おそらくこの作品は、「交響曲は世界のようでなくてはならい」と語ったマーラーの音楽感が最も顕著な形で具体化されたものだと言えます。
それは、異なった性格を持った二つのテーマを相互に対立させながら展開をしていって、最後の局面でその止揚として一段高いレベルで再現させるというようなベートーベン的方法論とは全く異なる方法論で構築された作品だということです。
では、その異なった方法論とは何か、と聞かれれば残念ながら言葉につまってしまうのですが、あえて言うならば「コラージュ的」方法論だと言えるのかもしれません。お互いにはなんの関係もないような絵や写真を同一平面上に貼り付けていくことで、結果として一つの統一した作品に仕上げていくあのやり方です。
その様にとらえれば、ギターとマンドリンが使われたひっそりとした雰囲気の夜の歌の次に、突然の馬鹿騒ぎが直結したとしてもなんの不都合もありません。重要なのはその様にして貼り付けられた全体が結果としてどのようにおさまるのかと言うことであって、その一つずつのピースの関連性やその関連性の奥に潜むテーマを問うことにはなんの意味もないということになります。

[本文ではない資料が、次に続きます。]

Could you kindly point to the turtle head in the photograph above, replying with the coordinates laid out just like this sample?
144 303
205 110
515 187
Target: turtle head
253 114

では、マーラーはいったいどのような素材をコラージュの材料として貼り付け、そして結果としてどのような作品をイメージしていたのでしょうか。残念ながらというべきか当然と言うべきか、言葉としては何一つ残されることはありませんでした。
あるのはただスコアだのみです。
ですから、私たちにとっては、音楽とのみ対峙してマーラーが提示した世界読み解いていくしかありません。
そう考えると、私が最初に「まるで先の見えない曲がりくねった道」といったのは適切な比喩ではなかったかもしれません。この作品には、もとからその様な道のようなものは存在せず、マーラーの世界を構築する様々な断面がつぎはぎされたように次から次へと展開していくだけなのかもしれません。その壮大なコラージュ作品を見終わったあとにどのような感想を抱くのかは最終的には一人一人の聞き手にゆだねられていると言うことなのでしょうか。
やはり、どう転んでも「難解」な作品だといわなければなりません。


マーラー演奏史の一里塚

50年代の初頭にシェルヘンは集中的にマーラーの作品を取り上げています。
調べてみただけでも、

9番:1950年6月19日
7番:1950年6月22日
3番:1950年10月31日
8番:1951年6月12日

とあがってきます。
彼が何故にこの時期に、このような作品を、このように集中的に取り上げたのかは、あれこれと調べてみたのですが確たる情報をつかむことは出来ませんでした。しかし、現代音楽の擁護者を自認していたシェルヘンのことだから、当時としては未だに広く認知されていない現代の音楽としてマーラーを取り上げたのだろということは想像できます。

これら一連の演奏には、歴史の中に埋もれていた作品を広く世に知らしめようと言う「アツサ」と「緊張感」が強く感じられます。
しかし、マーラー作品の分析が進み、それに対応する能力をほとんどのオケがそなえた現在から見れば、あまりにも雑で余裕のない演奏に聞こえることは否めません。そういう意味では、マーラー作品を楽しむための演奏としては現役を引退している録音であることは間違いありません。
しかし、マーラーの演奏史を振り返ってみようという奇特な人にっては、見落とすことの出来ない一里塚であることは確かです。